3
votes

Google has recently made great progress with their speech recognition software, which is used in several open source products, e.g. Chromium Web Speech and Android Handsfree texting. I would like to use their speech recognition as part of my server stack, however I can't find much about it.

Is the text recognition software available as a library or package? Or alternatively, can I call chromium from another program to transcribe some audio file to text?

2
I think these answers may be outdated, Google has started to making some parts public early 2013.Jeroen Ooms
got a link?

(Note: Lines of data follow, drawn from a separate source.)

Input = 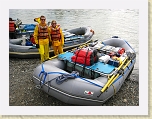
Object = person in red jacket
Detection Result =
[9,18,16,39]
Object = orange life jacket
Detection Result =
[38,24,49,39]
[9,21,15,32]
[50,24,61,40]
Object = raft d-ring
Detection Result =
[35,85,41,89]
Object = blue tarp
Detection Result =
[58,52,115,74]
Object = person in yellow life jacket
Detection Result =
[9,18,16,39]
[50,20,64,55]
[34,16,51,63]
[34,17,41,23]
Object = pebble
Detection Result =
[9,58,139,106]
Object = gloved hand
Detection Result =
[49,42,52,46]
[36,44,40,48]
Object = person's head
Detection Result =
[40,16,46,24]
[51,20,57,28]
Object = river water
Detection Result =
[9,9,139,80]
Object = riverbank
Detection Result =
[9,58,139,106]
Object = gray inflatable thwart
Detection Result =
[33,37,136,106]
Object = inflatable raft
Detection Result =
[9,27,94,58]
[33,37,136,106]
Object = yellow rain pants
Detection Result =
[50,28,64,55]
[39,44,49,63]
[34,25,51,63]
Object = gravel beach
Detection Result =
[9,58,139,106]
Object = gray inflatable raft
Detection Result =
[33,37,136,106]
[9,27,94,58]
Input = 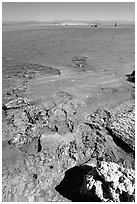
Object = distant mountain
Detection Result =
[2,20,135,26]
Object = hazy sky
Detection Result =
[2,2,135,21]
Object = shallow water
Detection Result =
[2,26,135,76]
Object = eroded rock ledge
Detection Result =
[2,92,135,202]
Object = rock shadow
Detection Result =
[125,74,135,83]
[55,165,101,202]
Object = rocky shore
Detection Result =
[2,66,135,202]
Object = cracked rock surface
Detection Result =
[3,92,135,202]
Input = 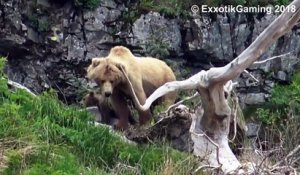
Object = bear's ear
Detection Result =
[89,91,95,97]
[92,58,102,67]
[115,63,126,72]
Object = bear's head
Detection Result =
[87,58,125,97]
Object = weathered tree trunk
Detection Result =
[123,0,300,173]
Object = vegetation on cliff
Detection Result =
[0,59,196,175]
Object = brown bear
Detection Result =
[81,91,136,125]
[87,46,176,129]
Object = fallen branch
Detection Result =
[163,92,200,114]
[273,145,300,167]
[253,52,291,64]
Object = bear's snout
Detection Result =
[104,92,111,97]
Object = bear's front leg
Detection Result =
[110,92,130,130]
[136,87,151,125]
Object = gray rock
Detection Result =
[65,35,86,61]
[277,71,287,81]
[83,7,121,32]
[100,0,117,9]
[36,0,51,8]
[27,27,40,43]
[127,12,181,53]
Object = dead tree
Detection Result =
[125,0,300,173]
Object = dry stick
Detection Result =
[273,145,300,167]
[229,95,238,142]
[162,92,200,114]
[7,80,36,96]
[194,165,221,174]
[244,69,259,82]
[191,131,222,166]
[253,52,291,64]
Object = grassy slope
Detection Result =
[0,59,200,175]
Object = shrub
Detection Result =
[0,59,202,175]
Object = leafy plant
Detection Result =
[0,56,202,175]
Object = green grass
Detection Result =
[0,59,196,175]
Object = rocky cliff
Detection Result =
[0,0,300,104]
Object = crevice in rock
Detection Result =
[0,0,5,29]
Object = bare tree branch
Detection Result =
[253,52,291,64]
[127,0,300,110]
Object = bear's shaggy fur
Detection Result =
[87,46,176,129]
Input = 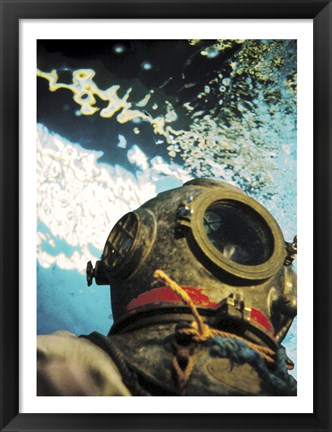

It would be helpful.Michael Levy
E.g. bgr.com/2013/01/14/google-chrome-speech-recognition-api-291569 and dvcs.w3.org/hg/speech-api/raw-file/tip/…. But this is about interfacing in Chrome, I can't find it as a standalone library.Jeroen Ooms

2 Answers

1
votes

The Web Speech API's are designed only to be used in the context of either Chrome or Android. There is a lot of work that goes on in the client so there is no public server to server API that would just take an audio file and process it.

If you search github you find tools such as https://gist.github.com/alotaiba/1730160 but I am pretty certain that this method of access is 100% not supported, endorsed or confirmed to keep working.

1
votes

The method previously stated at https://gist.github.com/alotaiba/1730160 does work for me. I use it on a daily basis in my home automation programs. I use a python script to capture audio and determine what is useful audio or just noise, then it sends the little audio snippet to google and returns the text all under a second!! I have successfully integrated it into my programs and if you google around you will find even more people that have as well!